The two female teachers resigned following the incident, and the four boys were allowed to stay after minor disciplinary action was taken by the college.
What I found so galling was the wimpish and trivial response the college gave to the boys’ behaviour. The college felt it was better to try to integrate the boys back into the college than to expel them.
As Stuff reported: “[School Rector Gerard] Tully said the school’s board of trustees discipline sub-committee had decided it was best the boys remained at the school, and “affect positive change” by working with them”.
The school felt it would be counter-productive to expel them, and more useful to deal with the boys’ attitude through “counselling”. What a putrid response.
The college allowed the teachers to resign, taking the fall for the boys’ inexplicable behaviour. The attitude of the college to the teachers’ plight was insulting to say the least.
Dare I say, why would any female teacher want to teach at a school which has such a negative attitude to women?
Now I am going to diverge here slightly. I came up in the school of hard knocks. I went to Wellington College where bullying was rife and these “bad” boys only respected one thing – discipline.
They didn’t like “soft” teachers and they dealt to them accordingly. When they were disciplined, they fell into line and caused very little trouble.
When I went on to coach rugby and cricket, one of my core principles was discipline and respect, along with developing communication skills and working as a team.
There is one particular incident that stands out in my coaching career that for me highlights the need to instill discipline and obtain respect.
I took over coaching the First XI at Onslow College (this is a number of years ago). It was a major challenge for me, having come from coaching rep teams.
This particular team was totally dysfunctional, had deeply embedded poor discipline, an appalling dress code, a lack of self respect and lack of respect for me.
One of my first tasks, before I could get on with coaching cricket, was to bring some basic discipline to the team.
At the first game I got the boys to stand in a circle, and I addressed their dress code (it had been a major achievement just to get them to wear the right clothes). Shirts were hanging out and they looked a bloody mess.
I demanded there and then they dress like proper cricketers. It was a stern talk I gave them.
They all fell into line bar one. He simply refused to comply. I eyeballed him and told him to do as he was fucking told! He did comply. But that boy never played in my team again (he dropped himself – thank god).
Over the next months I pulled them into a team with uniforms (which they loved), called in the services of a professional coach who had played internationally, and slowly their standards and discipline improved.

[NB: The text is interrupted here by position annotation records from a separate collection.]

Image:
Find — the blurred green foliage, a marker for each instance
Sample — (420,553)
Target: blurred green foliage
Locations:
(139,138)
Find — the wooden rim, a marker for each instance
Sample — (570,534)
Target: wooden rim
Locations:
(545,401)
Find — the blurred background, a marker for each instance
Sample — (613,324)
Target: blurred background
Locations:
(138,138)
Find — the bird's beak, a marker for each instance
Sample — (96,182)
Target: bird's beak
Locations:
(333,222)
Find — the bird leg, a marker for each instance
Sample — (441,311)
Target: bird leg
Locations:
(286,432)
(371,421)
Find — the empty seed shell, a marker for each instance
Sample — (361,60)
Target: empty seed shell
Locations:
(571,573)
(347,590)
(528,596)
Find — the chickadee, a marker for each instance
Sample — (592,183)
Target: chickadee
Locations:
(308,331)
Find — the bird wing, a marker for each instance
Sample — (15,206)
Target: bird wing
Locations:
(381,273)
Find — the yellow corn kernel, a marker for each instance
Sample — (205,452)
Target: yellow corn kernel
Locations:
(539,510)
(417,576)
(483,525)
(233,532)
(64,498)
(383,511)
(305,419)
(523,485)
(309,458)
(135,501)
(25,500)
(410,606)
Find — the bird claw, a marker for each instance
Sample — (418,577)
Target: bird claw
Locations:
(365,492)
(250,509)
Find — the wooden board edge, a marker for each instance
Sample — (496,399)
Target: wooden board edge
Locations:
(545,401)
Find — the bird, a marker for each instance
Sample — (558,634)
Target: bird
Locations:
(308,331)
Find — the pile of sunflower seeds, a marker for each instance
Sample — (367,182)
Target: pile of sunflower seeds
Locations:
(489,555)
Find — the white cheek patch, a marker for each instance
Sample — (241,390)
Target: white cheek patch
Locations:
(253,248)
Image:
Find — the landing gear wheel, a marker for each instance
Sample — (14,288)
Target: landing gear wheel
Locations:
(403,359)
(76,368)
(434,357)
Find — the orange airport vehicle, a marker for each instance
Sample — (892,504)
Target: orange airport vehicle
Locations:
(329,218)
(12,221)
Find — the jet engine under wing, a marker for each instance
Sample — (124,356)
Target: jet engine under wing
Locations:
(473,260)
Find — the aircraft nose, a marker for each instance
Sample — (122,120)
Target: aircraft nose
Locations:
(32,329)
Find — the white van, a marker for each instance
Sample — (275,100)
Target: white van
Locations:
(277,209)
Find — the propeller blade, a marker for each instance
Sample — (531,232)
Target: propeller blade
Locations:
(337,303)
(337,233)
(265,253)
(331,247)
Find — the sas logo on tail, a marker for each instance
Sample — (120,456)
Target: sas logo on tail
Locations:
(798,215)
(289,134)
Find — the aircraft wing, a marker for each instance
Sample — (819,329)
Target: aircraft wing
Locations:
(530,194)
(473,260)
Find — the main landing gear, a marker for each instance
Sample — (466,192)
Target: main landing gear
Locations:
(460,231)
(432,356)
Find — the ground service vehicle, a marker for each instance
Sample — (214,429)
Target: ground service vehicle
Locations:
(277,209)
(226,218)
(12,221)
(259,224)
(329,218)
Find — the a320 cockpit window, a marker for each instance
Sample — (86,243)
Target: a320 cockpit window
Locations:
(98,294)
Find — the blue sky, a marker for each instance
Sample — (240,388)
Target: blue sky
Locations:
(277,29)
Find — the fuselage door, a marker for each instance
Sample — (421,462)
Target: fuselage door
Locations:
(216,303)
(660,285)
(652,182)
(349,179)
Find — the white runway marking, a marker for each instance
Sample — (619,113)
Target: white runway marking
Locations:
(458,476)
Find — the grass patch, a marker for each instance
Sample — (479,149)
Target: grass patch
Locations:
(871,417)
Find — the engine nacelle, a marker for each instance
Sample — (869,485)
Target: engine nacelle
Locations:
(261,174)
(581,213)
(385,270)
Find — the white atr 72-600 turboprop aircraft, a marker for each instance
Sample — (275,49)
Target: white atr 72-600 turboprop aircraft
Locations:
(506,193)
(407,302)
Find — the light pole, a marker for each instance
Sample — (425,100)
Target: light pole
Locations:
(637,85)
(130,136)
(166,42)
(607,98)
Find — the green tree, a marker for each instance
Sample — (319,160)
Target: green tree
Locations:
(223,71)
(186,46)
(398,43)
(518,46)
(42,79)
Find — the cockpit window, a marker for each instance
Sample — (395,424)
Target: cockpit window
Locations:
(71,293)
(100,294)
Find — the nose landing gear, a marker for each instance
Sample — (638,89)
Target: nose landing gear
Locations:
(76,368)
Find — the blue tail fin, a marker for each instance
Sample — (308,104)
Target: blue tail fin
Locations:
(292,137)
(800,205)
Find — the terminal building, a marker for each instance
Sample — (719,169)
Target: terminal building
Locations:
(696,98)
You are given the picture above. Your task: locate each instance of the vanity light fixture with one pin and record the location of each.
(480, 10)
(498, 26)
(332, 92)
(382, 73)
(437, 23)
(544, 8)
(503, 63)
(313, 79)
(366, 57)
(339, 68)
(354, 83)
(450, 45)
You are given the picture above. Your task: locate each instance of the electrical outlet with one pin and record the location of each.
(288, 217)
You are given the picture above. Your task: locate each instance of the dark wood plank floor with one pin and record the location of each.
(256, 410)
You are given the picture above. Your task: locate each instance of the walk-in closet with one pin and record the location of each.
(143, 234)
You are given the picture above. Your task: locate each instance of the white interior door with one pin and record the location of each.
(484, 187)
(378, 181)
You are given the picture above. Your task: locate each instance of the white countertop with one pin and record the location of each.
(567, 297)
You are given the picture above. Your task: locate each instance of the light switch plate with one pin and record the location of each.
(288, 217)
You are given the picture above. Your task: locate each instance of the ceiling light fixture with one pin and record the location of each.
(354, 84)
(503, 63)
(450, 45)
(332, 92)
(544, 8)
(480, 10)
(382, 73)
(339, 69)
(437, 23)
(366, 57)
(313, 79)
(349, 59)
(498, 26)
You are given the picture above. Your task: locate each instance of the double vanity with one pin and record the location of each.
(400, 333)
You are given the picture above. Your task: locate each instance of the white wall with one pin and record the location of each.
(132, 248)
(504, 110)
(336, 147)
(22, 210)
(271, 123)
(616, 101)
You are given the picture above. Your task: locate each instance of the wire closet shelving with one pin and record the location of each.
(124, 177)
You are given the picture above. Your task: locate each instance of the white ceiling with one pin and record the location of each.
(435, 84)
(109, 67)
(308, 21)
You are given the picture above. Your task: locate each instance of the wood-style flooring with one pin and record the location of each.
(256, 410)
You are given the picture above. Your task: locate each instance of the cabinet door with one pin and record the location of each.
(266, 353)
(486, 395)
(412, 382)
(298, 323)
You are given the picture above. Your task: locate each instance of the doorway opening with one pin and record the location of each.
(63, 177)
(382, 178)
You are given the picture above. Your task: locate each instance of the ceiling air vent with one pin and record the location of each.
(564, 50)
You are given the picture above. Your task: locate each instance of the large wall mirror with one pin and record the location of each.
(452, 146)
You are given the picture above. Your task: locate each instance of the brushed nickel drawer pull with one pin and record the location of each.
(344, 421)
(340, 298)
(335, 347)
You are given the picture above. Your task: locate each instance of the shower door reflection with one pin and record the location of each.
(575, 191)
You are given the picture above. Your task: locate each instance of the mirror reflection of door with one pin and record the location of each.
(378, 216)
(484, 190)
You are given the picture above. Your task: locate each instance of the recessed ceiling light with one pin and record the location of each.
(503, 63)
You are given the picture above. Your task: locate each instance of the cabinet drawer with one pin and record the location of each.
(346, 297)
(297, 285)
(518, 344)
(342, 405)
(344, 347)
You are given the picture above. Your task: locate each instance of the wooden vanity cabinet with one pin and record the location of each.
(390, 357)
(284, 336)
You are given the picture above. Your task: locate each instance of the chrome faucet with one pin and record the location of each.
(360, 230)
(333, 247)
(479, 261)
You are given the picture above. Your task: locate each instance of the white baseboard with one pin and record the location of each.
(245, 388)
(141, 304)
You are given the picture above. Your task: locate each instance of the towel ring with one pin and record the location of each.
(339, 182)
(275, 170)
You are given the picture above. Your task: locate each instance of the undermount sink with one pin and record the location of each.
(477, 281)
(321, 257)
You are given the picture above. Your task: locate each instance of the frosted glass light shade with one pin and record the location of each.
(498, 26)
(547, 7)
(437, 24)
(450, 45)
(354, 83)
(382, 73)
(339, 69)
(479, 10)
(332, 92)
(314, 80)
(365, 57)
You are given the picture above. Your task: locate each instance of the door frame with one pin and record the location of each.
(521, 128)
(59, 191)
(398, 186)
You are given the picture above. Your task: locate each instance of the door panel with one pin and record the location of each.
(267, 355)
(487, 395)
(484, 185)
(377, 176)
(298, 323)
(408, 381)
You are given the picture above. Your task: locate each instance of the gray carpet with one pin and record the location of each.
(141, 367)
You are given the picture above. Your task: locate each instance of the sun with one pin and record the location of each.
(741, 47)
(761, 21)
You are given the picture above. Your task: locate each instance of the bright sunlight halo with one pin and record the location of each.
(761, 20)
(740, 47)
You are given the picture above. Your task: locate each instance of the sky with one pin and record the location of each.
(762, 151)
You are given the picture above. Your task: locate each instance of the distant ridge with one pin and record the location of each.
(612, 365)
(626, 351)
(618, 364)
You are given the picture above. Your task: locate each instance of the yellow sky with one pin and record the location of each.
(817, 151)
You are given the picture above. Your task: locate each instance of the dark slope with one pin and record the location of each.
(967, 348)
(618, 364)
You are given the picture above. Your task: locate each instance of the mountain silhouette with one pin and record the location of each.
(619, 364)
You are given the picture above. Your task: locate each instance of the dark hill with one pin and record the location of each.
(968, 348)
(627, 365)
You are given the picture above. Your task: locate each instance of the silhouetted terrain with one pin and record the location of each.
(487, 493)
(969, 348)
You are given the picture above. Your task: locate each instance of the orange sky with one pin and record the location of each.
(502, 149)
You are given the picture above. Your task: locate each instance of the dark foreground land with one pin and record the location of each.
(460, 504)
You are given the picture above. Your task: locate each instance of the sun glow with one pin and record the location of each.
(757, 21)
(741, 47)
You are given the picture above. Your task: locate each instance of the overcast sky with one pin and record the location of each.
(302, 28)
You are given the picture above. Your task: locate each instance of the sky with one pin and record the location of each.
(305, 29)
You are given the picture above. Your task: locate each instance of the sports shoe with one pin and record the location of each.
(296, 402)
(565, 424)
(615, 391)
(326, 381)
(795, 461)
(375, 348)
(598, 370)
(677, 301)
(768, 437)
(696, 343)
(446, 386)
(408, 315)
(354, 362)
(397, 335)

Their last game of the year they finally won- until then they had the wonderful penchant of conjuring up any manner of ways to lose! That win was one of the most joyous moments of my coaching career; for the boys too, they were so happy.
What is the point of this story? Well, seven of that team went on to Otago University and all have gone on to good things.
I went to Dunedin on business and met up with six of them (the seventh one didn’t want to meet me because I dropped him halfway through the season). I played squash against one of them, had a beer with all of them and they thrashed me at pool.
It was a great honour to experience this and one of those boys is still in touch with me on Facebook.
Now I doubt whether those four boys at St Pat’s Silverstream will have the same respect for their college or their teachers as my former team now had for me.
They weren’t shown the door, or pulled into line in any way. It was shameful behaviour by both the boys and school.
I understand the purpose of the restorative process is to make the pupil aware of their actions and ensure they do not hold a “grudge”.
In this case, the four St Pat’s boys won. They are able to continue at school, with little consequence for their actions, while the two female teachers had to leave.
This appears to be particular attitude to do with a male perspective on sexual harassment at an all-male school, where teachers are sacrificed rather than boys punished. It sets a very dangerous precedent.
If I had followed the St Pat’s approach with my cricket team, that one boy who wouldn’t fall into line would have disrupted the team, harmed team unity and my authority would have been undermined.
Sometimes harsh action is appropriate, especially when trying to instill behaviour and values.
I’m not professing a hard regime, but a sensible one where students know where they stand, and what are correct values. The above case concerns me because this doesn’t appear to be happening at St Pat’s Silverstream.